Plan and Prepare
In the past, I have worked for school districts that have required me to travel either between buildings or even have assigned me to a cart for the entire school year. What does this mean? I did not have a permanent classroom to set up and store my lesson plans, music, instruments, etc. Therefore, I had to either carry everything with me which was impossible to do or I had to plan ahead for the next day. Sometimes I would be at three different elementary schools during the week and sometimes even two per day. I learned very fast how to get organized and plan my music instruction accordingly using various strategies I have learned along the way.
I knew I first had to come up with a system of organization for my lessons and activities. I did this by using binders to store my lesson plans and worksheets for the various units and content area. (refer to my other article Teacher Organization Tips-Storing Lesson Plans, Worksheets, and Activities for more information) This way here I could have them easily transported wherever I went and they would be ready to use. I would then check my schedule and plan out how I was going to adapt each lesson depending on the grade level to be taught. For example, one day I would be teaching a 3rd grade class, a Kindergarten class, then a 5th grade class and then I would have to travel to the next building. Being aware of my schedule ahead of time and having my plans set would be more time efficient and I could then begin to gather my materials specifically for those lessons instead of carrying them all at once.
Gathering Your Music Teaching Materials
The next step is to gather all of the materials you will need for the day (or for each class in my situation). If you are another type of specialized elementary classroom teacher, you may want to make a checklist of the music teaching tools and materials you use on a daily basis and always have them available as well as more lesson specific materials. Such items might include writing paper, construction paper, writing utensils, chalk/wipe-off markers, crayons/markers, glue, scissors, etc. This way you are prepared just in case you have class time leftover or want some flexibility in your music instruction.

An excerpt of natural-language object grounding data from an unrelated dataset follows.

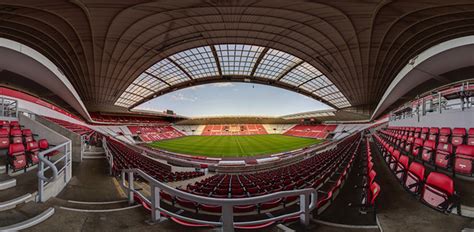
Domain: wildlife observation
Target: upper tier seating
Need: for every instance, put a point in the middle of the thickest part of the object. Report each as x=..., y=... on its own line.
x=125, y=157
x=155, y=133
x=313, y=131
x=76, y=128
x=234, y=129
x=126, y=119
x=438, y=190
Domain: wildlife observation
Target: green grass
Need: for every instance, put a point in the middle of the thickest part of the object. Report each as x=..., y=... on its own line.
x=233, y=146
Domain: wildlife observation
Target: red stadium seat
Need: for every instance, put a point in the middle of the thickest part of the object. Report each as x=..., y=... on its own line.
x=32, y=151
x=417, y=146
x=4, y=138
x=464, y=159
x=438, y=192
x=402, y=167
x=16, y=136
x=17, y=156
x=44, y=145
x=424, y=133
x=470, y=137
x=434, y=132
x=428, y=150
x=443, y=155
x=27, y=135
x=415, y=177
x=444, y=135
x=458, y=136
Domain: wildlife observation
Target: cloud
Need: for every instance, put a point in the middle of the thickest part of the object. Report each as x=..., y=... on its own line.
x=182, y=97
x=223, y=84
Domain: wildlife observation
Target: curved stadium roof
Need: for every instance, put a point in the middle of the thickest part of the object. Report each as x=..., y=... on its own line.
x=232, y=62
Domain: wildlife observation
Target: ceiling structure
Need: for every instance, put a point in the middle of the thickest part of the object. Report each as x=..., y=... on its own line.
x=231, y=62
x=359, y=46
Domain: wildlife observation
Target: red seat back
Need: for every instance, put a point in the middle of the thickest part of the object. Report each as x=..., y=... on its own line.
x=458, y=136
x=4, y=139
x=444, y=134
x=437, y=190
x=428, y=150
x=470, y=137
x=375, y=191
x=464, y=159
x=16, y=149
x=43, y=144
x=443, y=151
x=434, y=132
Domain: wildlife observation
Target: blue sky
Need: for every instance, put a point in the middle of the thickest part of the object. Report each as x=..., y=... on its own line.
x=233, y=99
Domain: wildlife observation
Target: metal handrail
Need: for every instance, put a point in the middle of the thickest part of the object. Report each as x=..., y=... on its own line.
x=48, y=163
x=227, y=222
x=42, y=179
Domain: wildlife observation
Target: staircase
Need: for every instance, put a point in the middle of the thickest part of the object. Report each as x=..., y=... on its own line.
x=93, y=152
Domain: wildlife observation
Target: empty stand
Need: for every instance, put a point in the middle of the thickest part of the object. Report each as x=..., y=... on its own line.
x=155, y=133
x=313, y=131
x=234, y=129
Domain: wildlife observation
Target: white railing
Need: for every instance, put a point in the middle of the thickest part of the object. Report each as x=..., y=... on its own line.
x=108, y=155
x=65, y=157
x=307, y=202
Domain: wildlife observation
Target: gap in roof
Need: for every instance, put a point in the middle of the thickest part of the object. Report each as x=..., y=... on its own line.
x=233, y=99
x=214, y=62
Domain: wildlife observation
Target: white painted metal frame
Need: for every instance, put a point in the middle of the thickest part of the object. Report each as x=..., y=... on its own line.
x=66, y=158
x=308, y=199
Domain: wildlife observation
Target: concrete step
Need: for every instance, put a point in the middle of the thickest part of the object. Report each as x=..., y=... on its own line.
x=30, y=215
x=10, y=204
x=94, y=153
x=8, y=183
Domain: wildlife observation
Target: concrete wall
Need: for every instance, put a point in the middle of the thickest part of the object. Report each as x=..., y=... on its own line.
x=450, y=118
x=75, y=138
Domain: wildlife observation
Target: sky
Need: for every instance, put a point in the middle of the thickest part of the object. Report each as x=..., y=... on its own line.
x=222, y=99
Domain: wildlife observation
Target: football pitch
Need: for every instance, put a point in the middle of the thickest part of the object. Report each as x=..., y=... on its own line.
x=233, y=146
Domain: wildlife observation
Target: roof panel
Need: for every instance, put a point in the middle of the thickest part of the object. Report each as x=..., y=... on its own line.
x=234, y=59
x=275, y=63
x=198, y=62
x=237, y=59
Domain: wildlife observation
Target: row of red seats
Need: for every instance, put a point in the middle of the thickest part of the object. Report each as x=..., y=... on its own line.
x=311, y=131
x=155, y=133
x=76, y=128
x=370, y=188
x=23, y=149
x=456, y=136
x=126, y=119
x=125, y=158
x=234, y=129
x=436, y=191
x=459, y=160
x=325, y=172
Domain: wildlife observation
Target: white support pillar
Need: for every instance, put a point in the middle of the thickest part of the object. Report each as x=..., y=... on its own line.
x=304, y=208
x=155, y=204
x=227, y=218
x=130, y=188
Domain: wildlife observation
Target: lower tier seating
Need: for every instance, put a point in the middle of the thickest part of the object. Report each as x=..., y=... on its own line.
x=325, y=171
x=20, y=146
x=125, y=157
x=234, y=129
x=312, y=131
x=155, y=133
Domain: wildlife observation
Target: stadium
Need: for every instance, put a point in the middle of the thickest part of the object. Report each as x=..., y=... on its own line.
x=263, y=115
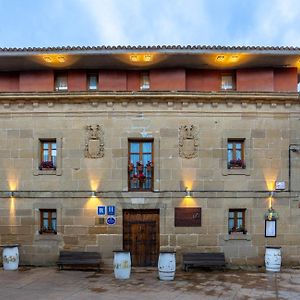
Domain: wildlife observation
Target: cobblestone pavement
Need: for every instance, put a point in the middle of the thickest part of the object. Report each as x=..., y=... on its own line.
x=49, y=283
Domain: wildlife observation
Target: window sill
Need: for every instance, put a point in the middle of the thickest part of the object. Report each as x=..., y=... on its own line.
x=236, y=171
x=237, y=236
x=48, y=172
x=47, y=237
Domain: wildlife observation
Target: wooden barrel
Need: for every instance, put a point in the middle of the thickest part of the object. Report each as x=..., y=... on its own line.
x=10, y=257
x=122, y=264
x=166, y=265
x=273, y=259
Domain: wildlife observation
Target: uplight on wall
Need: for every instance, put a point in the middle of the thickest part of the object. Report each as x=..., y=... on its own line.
x=187, y=192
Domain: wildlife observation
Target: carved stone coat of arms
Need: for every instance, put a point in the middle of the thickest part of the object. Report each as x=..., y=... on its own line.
x=188, y=141
x=94, y=146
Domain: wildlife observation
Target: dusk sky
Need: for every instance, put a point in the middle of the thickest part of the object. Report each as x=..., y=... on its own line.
x=45, y=23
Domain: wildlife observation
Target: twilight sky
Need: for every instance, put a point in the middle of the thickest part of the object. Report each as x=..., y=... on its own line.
x=45, y=23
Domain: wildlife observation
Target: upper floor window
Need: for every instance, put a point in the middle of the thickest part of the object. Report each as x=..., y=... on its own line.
x=61, y=82
x=92, y=82
x=236, y=154
x=48, y=155
x=236, y=220
x=140, y=164
x=48, y=221
x=227, y=82
x=144, y=81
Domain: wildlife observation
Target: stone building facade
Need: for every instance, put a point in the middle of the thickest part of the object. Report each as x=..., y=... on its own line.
x=215, y=129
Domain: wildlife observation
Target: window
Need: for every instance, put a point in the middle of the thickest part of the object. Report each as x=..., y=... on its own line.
x=235, y=154
x=227, y=82
x=236, y=220
x=61, y=82
x=92, y=81
x=48, y=155
x=48, y=221
x=144, y=81
x=140, y=165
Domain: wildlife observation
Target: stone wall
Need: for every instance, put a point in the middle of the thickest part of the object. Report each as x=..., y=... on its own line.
x=269, y=124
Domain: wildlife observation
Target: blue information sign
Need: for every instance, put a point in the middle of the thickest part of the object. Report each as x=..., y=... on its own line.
x=101, y=210
x=111, y=221
x=111, y=210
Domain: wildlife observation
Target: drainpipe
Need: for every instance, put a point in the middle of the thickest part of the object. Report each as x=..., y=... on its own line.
x=292, y=148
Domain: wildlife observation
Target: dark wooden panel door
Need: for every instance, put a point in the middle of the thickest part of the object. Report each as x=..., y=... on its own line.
x=141, y=236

The one “staple” I use while teaching Music on a cart is my CD player or laptop. I always have songs recorded so that if I don’t have access to live instruments, especially a piano or keyboard, I will have an accompaniment. A guitar is also a great Music resource that is relatively portable to use as an instrumental accompaniment when you are a traveling teacher. The other important supply on my cart is some small type of Music game. Whether it is Music Bingo, or it is a crossword worksheet or even a flashcard game, it is a great filler if you are waiting for a classroom teacher to return to their room or if your lesson ends short. I sometimes even bring my sticker box or treat bag for prizes and to reward great behavior and participation.
There are also smaller instruments that can be easy to transport that are very common to many music lesson ideas such as: maracas, egg shakers, rhythm sticks, jingle bells, triangles, finger cymbals, wood blocks and any other small percussive instruments. Orff instruments such as the xylophones, glockenspiels and even some kind of drums are more difficult to transport and you may want to ask a few students to help if necessary for a particular lesson.
As long as you have your plans organized, your music teaching tools by your side, and your materials set up, the battle is half over.
Adopting Classroom Rules and Classroom Management Skills
The next step you need to take as a traveling teacher is to somehow obtain good classroom control and management. I have found that students often times will take you more seriously and be more attentive if you teach within their comfort zone of their general classroom. Most times, the classroom teacher will have a set of rules established for both behavior and consequence and you can just adopt those rules to apply to your class as well. In addition, you can adopt any behavior management ideas or routines which will help you in accomplishing your teaching goals for each class.
For example, when I was teaching 4th grade Music on a cart, the 4th grade teachers all used a ticket system to reward positive behavior and participation. The students’ desks were arranged in groups of 4 and each group was to work together and to either complete a task or have excellent behavior and they would be able to put their names on a ticket to go into the class jar. At the end of the week the teacher would pull out a few tickets for students to win prizes or for that group to get extra free time, an extra snack at snack time, etc. I then adopted this system as well and I hardly ever had discipline problems.
Just because you are not in your comfort zone, does not mean that you cannot take complete charge of your students and your teaching environment. Their classroom becomes your classroom so to speak.
In order to be a successful traveling teacher all you need is a little extra preparation time, good organization skills, a few good music teaching tools by your side, and well…a keen sense of creativity and flexibility. Good luck!